Aligner#

class pyfamsa.Aligner#

A single FAMSA aligner.

scoring_matrix#

The scoring matrix used for scoring alignments.

Type:

ScoringMatrix

New in version 0.4.0: The scoring_matrix attribute.

__init__(*, threads=0, guide_tree='sl', tree_heuristic=None, medoid_threshold=0, n_refinements=100, keep_duplicates=False, refine=None, scoring_matrix=None)#

Create a new aligner with the given configuration.

Keyword Arguments:
  • threads (int) – The number of threads to use for parallel computations. If 0 given (the default), use os.cpu_count to spawn one thread per CPU on the host machine.

  • guide_tree (str) – The method for building the guide tree. Supported values are: sl for MST+Prim single linkage, slink for SLINK single linkage, upgma for UPGMA, nj for neighbour joining.

  • tree_heuristic (str or None) – The heuristic to use for constructing the tree.
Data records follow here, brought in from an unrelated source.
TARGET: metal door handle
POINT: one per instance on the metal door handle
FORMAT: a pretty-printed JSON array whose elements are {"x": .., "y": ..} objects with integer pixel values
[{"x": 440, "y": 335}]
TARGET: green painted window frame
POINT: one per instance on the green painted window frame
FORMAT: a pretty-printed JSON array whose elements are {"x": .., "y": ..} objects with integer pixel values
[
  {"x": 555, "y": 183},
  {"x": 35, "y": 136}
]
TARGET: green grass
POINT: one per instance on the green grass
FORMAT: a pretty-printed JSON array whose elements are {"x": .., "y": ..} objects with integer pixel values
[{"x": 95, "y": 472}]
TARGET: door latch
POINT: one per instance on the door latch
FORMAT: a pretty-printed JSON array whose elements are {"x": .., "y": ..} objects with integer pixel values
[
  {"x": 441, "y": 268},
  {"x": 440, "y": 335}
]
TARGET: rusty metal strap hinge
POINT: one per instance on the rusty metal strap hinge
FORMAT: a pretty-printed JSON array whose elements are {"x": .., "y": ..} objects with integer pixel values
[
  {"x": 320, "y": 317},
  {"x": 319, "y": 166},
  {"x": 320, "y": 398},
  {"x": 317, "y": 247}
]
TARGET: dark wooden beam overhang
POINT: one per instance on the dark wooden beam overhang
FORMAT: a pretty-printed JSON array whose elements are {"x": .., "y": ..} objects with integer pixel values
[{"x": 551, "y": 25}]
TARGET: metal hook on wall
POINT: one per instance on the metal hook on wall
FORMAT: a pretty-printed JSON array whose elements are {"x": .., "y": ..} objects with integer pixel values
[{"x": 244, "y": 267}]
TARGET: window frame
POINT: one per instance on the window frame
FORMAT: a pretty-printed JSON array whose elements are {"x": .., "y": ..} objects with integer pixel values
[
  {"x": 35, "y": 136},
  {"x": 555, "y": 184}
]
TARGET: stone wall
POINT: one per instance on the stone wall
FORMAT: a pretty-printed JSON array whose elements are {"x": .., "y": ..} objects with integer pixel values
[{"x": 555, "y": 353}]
Supported values are: medoid for medoid trees, part for part trees, or None to disable heuristics.

  • medoid_threshold (int) – The minimum number of sequences a set must contain for medoid trees to be used, if enabled with tree_heuristic.

  • n_refinements (int) – The number of refinement iterations to run.

  • keep_duplicates (bool) – Set to True to avoid discarding duplicate sequences before building trees or alignments.

  • refine (bool or None) – Set to True to force refinement, False to disable refinement, or leave as None to disable refinement automatically for sets of more than 1000 sequences.

  • scoring_matrix (ScoringMatrix or str) – The scoring matrix to use for scoring alignments. By default, the MIQS matrix by Yamada & Tomii (2014) is used like in the original FAMSA implementation.

New in version 0.4.0: The scoring_matrix argument.

align(sequences)#

Align sequences together.

Parameters:

sequences (iterable of Sequence) – An iterable yielding the digitized sequences to align.

Returns:

Alignment – The aligned sequences, in aligned format.

align_profiles(profile1, profile2)#

Align two profiles together.

Profile-profile alignment computes a new alignment using sequences from the two input alignments while preserving the columns of each profile.

Parameters:
  • profile1 (Alignment) – The first profile to align.

  • profile2 (Alignment) – The second profile to align.

Returns:

Alignment – The resulting profile-profile alignment.

New in version 0.5.0.

build_tree(sequences)#

Build a tree from the given sequences.

Parameters:

sequences (iterable of Sequence) – An iterable yielding the digitized sequences to build a tree from.

Returns:

GuideTree – The guide tree obtained from the sequences.